雖然雲箬竹也早知道早晚會有這一天,但心裏多少也有一些不舒服,道:“越靖也真是的,馬上都要成親了,連這幾天的時間都等不及了。”
孟麗君忙道:“姐姐,你不要怪他了,其實我也願意的。”
雲箬竹怔了一怔,本想再說幾句,突然想到,自己也早和李越靖有了親密的關係,似乎並沒有指責孟麗君的立場,因此也苦笑了一聲,道:“看來我們姐妺兩這一輩孑是被他喫定了,真不知道他有什麼好的。”
孟麗君眨了眨眼,道:“原來姐姐早就被他喫掉了。”
雲箬竹頓時也羞得滿面紅暈,笑道:“我是在爲你打抱不平,你反到來笑話我了,看我怎麼收拾你。”說着伸手就去抓她。
孟麗君趕忙求饒,道:“姐姐,是我錯了,我可再也不敢了。”
而就在這時,李越靖來了,一見兩人互相搡揉,撓癢,扭成一團,也不由心中大動,幾步趕上去,一手一個,將兩人摟住,笑道:“在說什麼,笑得這麼開心。”
兩人見是李越靖來了,想起剛纔談說的話題,但也都有些心虛,雲箬竹首先反應過來,道:“你昨天是怎麼欺負麗君妺妹的。”
李越靖在她臉頰上親了一下,笑嘻嘻道:“你又不是沒有經歷過的,就像原來欺負你一樣。”
雲箬竹又羞又窘,頓時不依起來,在李越靖的胸前又是亂捶,而李越靖也乘機在兩人身上摸摸捏捏,大肆手足之慾,也弄得二女鶯聲燕語,嬌嗔不斷。
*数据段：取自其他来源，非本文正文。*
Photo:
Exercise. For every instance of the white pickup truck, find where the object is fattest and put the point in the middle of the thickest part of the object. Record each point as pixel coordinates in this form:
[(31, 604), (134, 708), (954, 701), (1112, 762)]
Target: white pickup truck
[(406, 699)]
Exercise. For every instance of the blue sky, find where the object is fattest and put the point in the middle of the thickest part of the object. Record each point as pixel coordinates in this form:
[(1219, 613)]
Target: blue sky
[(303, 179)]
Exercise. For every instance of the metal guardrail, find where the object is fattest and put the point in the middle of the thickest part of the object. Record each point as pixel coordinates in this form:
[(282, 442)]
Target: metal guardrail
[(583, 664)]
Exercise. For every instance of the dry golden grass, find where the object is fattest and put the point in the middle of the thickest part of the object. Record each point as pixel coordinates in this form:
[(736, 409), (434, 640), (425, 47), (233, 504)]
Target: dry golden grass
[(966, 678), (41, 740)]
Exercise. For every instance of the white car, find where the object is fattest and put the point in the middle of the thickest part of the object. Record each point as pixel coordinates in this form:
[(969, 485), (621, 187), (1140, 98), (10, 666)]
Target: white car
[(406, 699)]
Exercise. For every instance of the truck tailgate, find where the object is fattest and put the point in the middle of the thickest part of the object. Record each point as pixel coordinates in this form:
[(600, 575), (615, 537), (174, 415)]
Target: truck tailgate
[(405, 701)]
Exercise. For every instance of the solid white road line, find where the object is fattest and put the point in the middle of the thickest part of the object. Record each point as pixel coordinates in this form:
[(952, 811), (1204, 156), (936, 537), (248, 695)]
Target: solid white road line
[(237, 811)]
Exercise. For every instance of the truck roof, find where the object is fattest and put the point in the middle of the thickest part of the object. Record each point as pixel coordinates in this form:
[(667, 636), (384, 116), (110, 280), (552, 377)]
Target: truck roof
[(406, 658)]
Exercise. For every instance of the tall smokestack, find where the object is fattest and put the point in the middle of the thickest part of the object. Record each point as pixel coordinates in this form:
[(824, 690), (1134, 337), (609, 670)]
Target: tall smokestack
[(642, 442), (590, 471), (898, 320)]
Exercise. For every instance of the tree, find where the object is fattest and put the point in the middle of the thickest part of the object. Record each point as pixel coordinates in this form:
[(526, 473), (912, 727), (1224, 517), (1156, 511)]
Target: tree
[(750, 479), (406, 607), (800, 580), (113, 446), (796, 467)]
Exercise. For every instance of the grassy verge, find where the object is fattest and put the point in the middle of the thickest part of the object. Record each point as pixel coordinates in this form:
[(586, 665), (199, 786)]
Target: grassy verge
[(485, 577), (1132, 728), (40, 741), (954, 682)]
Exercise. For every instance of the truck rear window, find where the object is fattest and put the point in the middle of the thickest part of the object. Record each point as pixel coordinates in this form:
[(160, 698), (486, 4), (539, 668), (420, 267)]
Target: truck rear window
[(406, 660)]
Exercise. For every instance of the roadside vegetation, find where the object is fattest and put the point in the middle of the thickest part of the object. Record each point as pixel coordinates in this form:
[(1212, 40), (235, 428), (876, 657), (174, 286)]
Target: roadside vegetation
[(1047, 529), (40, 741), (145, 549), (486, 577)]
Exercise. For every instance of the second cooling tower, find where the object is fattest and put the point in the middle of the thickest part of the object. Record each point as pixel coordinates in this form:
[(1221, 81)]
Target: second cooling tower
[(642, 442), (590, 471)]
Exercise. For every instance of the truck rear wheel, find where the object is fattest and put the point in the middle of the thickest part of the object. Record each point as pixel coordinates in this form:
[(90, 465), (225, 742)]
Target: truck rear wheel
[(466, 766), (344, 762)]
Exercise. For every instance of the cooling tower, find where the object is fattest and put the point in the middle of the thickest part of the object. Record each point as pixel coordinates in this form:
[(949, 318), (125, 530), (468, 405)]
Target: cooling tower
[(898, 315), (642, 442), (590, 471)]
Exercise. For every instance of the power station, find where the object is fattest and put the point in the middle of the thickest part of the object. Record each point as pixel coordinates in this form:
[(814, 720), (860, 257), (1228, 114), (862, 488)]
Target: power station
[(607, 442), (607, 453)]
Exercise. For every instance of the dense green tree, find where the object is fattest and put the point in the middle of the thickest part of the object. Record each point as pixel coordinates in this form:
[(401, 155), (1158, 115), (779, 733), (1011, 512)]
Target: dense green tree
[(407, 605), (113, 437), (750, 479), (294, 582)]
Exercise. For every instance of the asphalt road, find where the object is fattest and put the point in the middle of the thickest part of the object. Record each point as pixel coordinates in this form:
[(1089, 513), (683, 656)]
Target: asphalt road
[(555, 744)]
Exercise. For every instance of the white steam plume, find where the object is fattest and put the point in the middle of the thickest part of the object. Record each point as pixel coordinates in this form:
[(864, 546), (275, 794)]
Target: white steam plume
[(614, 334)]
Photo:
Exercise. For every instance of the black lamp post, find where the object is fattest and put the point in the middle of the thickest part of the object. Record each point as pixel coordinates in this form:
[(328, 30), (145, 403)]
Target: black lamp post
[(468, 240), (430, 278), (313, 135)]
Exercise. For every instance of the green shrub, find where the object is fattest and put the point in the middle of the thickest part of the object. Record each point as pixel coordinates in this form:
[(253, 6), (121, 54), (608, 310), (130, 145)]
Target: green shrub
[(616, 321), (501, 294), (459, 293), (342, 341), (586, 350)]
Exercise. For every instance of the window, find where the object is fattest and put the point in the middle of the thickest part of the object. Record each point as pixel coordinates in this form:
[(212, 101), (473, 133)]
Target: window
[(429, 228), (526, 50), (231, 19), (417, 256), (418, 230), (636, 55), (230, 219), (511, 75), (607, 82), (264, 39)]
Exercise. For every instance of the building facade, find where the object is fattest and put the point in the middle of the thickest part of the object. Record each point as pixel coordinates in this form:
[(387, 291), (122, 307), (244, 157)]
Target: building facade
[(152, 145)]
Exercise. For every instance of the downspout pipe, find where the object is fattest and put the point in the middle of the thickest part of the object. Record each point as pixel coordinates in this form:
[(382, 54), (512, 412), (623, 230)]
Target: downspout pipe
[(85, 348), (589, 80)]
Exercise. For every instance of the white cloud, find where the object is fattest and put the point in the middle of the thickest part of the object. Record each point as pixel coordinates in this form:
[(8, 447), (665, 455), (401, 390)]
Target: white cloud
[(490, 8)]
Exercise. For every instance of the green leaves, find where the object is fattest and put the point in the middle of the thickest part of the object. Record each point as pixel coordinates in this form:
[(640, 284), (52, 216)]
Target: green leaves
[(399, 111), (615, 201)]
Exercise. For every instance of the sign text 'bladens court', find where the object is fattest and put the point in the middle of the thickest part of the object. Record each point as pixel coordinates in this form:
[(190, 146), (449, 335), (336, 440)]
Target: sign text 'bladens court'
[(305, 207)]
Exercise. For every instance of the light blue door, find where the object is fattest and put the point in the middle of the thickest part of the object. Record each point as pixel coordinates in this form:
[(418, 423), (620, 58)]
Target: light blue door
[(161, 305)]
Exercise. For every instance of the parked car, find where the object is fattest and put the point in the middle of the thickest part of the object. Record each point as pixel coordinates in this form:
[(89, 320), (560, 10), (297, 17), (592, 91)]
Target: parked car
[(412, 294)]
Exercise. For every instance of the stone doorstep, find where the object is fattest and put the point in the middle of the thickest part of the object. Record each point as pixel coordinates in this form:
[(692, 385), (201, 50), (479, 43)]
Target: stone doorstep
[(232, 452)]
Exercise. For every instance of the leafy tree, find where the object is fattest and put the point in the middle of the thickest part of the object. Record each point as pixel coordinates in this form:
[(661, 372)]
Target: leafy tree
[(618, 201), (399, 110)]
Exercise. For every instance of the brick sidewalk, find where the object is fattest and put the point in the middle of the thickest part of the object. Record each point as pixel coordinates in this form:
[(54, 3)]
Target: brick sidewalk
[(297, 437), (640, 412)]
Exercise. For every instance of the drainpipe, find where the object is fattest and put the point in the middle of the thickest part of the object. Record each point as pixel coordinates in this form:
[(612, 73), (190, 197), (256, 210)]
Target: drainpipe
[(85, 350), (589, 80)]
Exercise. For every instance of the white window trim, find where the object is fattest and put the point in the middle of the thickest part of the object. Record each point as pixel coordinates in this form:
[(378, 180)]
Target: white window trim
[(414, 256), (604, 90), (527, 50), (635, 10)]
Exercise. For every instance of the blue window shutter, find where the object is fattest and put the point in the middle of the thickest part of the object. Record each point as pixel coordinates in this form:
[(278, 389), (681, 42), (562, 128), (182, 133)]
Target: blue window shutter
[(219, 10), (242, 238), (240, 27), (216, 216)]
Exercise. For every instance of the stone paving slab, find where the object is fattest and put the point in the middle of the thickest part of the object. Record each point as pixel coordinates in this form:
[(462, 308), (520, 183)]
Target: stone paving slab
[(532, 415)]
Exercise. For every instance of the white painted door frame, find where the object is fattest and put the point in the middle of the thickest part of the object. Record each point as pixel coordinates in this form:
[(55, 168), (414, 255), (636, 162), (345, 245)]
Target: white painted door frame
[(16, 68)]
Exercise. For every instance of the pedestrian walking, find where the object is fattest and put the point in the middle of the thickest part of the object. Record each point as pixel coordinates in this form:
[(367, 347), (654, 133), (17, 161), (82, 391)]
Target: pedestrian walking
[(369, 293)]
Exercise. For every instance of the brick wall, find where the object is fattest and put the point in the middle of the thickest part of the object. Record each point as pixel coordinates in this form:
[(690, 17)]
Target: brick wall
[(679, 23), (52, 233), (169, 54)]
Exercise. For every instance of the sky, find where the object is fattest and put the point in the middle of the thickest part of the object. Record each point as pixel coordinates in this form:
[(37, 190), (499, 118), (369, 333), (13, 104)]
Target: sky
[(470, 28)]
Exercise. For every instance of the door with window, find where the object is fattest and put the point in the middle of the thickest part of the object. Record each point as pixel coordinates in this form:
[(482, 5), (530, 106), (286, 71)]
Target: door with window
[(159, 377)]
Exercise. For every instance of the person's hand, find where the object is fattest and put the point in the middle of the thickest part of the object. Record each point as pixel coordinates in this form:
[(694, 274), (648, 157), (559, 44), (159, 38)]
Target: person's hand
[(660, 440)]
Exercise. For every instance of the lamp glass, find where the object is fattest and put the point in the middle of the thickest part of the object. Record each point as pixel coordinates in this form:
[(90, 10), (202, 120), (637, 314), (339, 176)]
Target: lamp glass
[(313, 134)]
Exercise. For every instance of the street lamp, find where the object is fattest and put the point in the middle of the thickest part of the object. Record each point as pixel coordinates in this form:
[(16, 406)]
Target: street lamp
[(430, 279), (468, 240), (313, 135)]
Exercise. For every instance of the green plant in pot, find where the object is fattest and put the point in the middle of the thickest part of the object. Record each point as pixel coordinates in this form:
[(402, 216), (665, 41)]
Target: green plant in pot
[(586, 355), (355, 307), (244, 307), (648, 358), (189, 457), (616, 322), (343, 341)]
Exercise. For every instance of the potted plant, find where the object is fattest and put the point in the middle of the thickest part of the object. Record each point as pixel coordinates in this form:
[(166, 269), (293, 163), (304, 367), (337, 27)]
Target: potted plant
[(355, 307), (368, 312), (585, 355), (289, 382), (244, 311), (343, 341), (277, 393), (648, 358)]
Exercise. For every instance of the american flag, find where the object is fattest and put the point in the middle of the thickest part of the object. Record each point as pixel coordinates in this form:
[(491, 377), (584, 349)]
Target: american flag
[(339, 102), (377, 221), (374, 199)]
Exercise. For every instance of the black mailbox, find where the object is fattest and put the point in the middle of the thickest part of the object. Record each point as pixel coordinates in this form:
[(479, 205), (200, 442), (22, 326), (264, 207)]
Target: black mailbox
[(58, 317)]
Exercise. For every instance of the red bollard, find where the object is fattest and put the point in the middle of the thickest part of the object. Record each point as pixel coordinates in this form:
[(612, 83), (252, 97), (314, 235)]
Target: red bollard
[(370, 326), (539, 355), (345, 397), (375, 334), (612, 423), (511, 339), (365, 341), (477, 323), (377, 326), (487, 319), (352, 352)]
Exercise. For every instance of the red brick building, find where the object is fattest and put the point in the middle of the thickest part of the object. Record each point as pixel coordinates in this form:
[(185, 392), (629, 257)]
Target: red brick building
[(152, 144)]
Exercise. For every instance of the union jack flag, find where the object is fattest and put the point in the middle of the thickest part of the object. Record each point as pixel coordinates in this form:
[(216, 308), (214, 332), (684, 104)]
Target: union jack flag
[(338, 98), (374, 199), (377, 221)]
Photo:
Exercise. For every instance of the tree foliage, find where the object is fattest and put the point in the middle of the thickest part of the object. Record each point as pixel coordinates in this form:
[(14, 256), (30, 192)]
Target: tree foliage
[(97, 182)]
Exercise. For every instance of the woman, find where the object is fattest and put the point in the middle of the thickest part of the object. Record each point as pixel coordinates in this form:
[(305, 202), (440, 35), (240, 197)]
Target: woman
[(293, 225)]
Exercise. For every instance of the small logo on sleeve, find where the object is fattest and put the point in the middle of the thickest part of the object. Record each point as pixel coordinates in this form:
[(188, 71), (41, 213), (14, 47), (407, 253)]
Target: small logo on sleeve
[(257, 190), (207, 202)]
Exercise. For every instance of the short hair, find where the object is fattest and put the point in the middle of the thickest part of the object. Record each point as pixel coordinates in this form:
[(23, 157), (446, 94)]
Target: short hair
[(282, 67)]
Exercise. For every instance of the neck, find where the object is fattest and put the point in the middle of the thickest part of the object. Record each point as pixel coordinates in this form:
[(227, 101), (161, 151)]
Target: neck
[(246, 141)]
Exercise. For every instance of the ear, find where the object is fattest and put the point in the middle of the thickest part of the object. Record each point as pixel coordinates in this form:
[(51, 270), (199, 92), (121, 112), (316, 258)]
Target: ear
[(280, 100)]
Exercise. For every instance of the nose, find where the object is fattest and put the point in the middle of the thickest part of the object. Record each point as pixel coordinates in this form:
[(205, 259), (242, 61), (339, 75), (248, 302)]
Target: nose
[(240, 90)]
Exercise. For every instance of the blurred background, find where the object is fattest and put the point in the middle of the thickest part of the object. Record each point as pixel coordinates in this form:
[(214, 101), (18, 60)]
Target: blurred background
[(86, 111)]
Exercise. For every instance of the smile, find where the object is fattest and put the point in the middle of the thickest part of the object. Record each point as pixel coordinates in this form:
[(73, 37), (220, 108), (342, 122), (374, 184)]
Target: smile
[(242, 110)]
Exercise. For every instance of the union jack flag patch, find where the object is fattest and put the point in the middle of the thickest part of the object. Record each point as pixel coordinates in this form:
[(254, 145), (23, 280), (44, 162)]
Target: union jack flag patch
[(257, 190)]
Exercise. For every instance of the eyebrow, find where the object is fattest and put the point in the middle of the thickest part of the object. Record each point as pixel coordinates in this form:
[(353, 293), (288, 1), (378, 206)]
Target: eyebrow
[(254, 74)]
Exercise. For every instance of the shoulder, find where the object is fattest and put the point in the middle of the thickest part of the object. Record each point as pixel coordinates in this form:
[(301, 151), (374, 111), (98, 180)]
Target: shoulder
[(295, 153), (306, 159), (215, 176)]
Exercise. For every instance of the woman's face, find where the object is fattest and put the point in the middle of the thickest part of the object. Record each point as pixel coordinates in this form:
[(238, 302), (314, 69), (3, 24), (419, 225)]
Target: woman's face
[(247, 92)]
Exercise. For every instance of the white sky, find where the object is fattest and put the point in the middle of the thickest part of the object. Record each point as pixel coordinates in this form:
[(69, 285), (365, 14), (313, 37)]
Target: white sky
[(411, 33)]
三個人鬧了一陣之後,雲箬竹才道:“好了,好了,不要再鬧了,說正事吧。”
而李越靖又在雲箬竹的翹臀上捏了一把,在孟麗君的臉上親了一下,這才鬆開了兩人,道:“說吧,有什麼正事。”
雲箬竹又白了他一眼,道:“孟家的人已經到了南越郡,在廣昌城靠岸,最多一二天的時間,就要到南越城了。”
李越靖和孟麗君都怔一怔,李越靖立刻道:“外公和大舅呢?”
而孟麗君也問道:“我娘和弟弟呢?”
雲箬竹笑道:“當然也一起來了。”
――――――――分割線―――――――――分割線――――――――其實這一次孟家的人來得到是不少,而且還可以說是陣容龐大,除了孟麗君的母親蘇蘊秀,弟弟孟珙之外,還有孟申記的主事人孟奎章,以及他的兄弟孟建章、孟煥章,他們也都是孟麗君的伯叔一輩,還有其他的成員約二十餘人。另外還有來自於孟家族事會的三名成員,孟景輝,孟德勤、孟光。
孟家的商業帝國一共設十二個分支,而管理這十二個分支的,就是孟家的族事會,管理的不僅僅是下設的十二個分支,也包括整個孟家的所有事務。還付責監督和規範十二個分支的經營,財政情況,毎年都對十二個分支的經營狀況進行評估。
族事會的設有族長一人,副族長四人,付責主持整個族事會的事務。族事會設成員五十人,除了十二個分支各有一個固定名額之外,其他三十八人則在所有孟家宗族中選拔。族長,副族長和族事會成員都是三年一任。而下一任族長,副族長,在這一任的族事會成員中產生。孟家的重大事務都要經由族事會協商,以投票決定。
一般來說,族事會是不幹涉十二個分支的俱體經營,但出了大事情,族事會也不會坐視不管,有時還會主要幹涉,比如像這一次。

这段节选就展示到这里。